Subject: Estimate circumference of a set of scattered data in 2-D

From: pdafniotis@yahoo.com (Petros Dafniotis)

Date: 10 Jan, 2002 07:55:52

Message: 1 of 9

I have a problem which can be recast as follows.

1. Consider a circle and generate say 100 points (x(i), y(i)) using its
   parametric equations
2. Shuffle around the 100 points so that (x(2),y(2)) is not say neighbor of
   x(3), y(3)
3. Add some noise to the x,y data

Objective: Calculate an approximate circumference or find a best fit curve, etc.

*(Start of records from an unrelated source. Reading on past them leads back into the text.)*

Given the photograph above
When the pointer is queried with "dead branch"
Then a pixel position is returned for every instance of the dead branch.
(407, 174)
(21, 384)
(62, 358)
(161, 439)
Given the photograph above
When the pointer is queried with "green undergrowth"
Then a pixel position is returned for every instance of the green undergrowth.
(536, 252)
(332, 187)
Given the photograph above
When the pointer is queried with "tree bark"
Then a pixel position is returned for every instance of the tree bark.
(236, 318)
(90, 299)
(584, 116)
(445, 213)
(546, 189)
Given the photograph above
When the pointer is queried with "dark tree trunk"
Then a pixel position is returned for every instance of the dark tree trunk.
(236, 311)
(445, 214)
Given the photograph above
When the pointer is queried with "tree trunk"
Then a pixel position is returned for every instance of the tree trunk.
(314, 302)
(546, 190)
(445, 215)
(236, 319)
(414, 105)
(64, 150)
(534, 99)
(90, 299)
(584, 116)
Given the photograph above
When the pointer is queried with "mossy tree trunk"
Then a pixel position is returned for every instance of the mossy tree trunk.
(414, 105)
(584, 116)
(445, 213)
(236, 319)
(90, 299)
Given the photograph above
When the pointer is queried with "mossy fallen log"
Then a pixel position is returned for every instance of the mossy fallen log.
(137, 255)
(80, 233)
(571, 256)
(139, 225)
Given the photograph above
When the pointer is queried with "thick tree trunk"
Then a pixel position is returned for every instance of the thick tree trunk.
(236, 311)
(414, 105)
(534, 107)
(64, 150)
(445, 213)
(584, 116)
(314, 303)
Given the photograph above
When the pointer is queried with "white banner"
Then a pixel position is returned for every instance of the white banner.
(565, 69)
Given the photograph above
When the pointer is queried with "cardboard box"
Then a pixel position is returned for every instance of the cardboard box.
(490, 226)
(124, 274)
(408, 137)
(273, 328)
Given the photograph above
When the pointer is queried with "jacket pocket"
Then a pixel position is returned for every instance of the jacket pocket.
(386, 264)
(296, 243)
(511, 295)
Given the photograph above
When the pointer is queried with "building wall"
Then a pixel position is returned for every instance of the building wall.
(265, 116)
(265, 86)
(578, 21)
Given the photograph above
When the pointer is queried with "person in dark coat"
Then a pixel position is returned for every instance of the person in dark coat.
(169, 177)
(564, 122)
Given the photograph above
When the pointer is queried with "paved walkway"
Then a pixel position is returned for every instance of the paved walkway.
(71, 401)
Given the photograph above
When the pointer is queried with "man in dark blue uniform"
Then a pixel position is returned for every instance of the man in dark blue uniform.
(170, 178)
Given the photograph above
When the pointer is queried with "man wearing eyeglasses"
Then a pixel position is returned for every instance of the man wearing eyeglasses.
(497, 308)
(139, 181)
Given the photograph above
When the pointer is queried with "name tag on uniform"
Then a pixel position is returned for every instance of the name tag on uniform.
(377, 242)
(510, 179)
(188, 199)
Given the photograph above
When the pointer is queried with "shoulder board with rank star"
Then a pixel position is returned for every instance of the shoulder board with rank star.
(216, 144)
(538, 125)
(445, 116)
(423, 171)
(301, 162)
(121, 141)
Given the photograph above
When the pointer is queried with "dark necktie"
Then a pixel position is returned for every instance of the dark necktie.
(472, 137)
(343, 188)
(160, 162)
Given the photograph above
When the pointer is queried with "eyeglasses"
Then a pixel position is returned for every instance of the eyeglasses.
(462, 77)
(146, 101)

I can calculate the convex hull but in my problem the curve is generally not convex.

Thank you for any pointers/help. Kind regards,

Petros
---
Petros Dafniotis, PhD
pdafniotis@yahoo.com

Subject: Estimate circumference of a set of scattered data in 2-D

From: nospam@thank.you (Denis Gilbert)

Date: 11 Jan, 2002 14:24:55

Message: 2 of 9

On 10 Jan 2002 07:55:52 -0800, pdafniotis@yahoo.com (Petros Dafniotis)
wrote:

>I have a problem which can be recast as follows.
>
>1. Consider a circle and generate say 100 points (x(i), y(i)) using its
> parametric equations
>2. Shuffle around the 100 points so that (x(2),y(2)) is not say neighbor of
> x(3), y(3)
>3. Add some noise to the x,y data
>
>Objective: Calculate an approximate circumference or find a best fit curve, etc.
>
>I can calculate the convex hull but in my problem the curve is generally not convex.
>
>Thank you for any pointers/help. Kind regards,
>
>Petros
>---
>Petros Dafniotis, PhD
>pdafniotis@yahoo.com


Hi Petros,

Here's a neat function I obtained from a posting in this newsgroup a
couple of years ago. Your circumference is then simply 2*pi*R.

hth, Denis.


function [xc,yc,R,a] = circlefit(x,y)
%CIRCLEFIT - Fits a circle to data
%
% [xc, yx, R] = circlefit(x,y)
%
% fits a circle in x,y plane
%
% Result is center point (xc, yc) and radius R
% an optional output is the vector of coeficient a
% describing the circle's equation
%
% x^2+y^2+a(1)*x+a(2)*y+a(3)=0
%
% by Bucher izhak 25/oct/1991

n=length(x); xx=x.*x; yy=y.*y; xy=x.*y;
A=[sum(x) sum(y) n;sum(xy) sum(yy) sum(y);sum(xx) sum(xy) sum(x)];
B=[-sum(xx+yy) ; -sum(xx.*y+yy.*y) ; -sum(xx.*x+xy.*y)];
a=A\B;
xc = -.5*a(1);
yc = -.5*a(2);
R = sqrt((a(1)^2+a(2)^2)/4-a(3));

%End of code

Subject: Estimate circumference of a set of scattered data in 2-D

From: spellucci@mathematik.tu-darmstadt.de (Peter Spellucci)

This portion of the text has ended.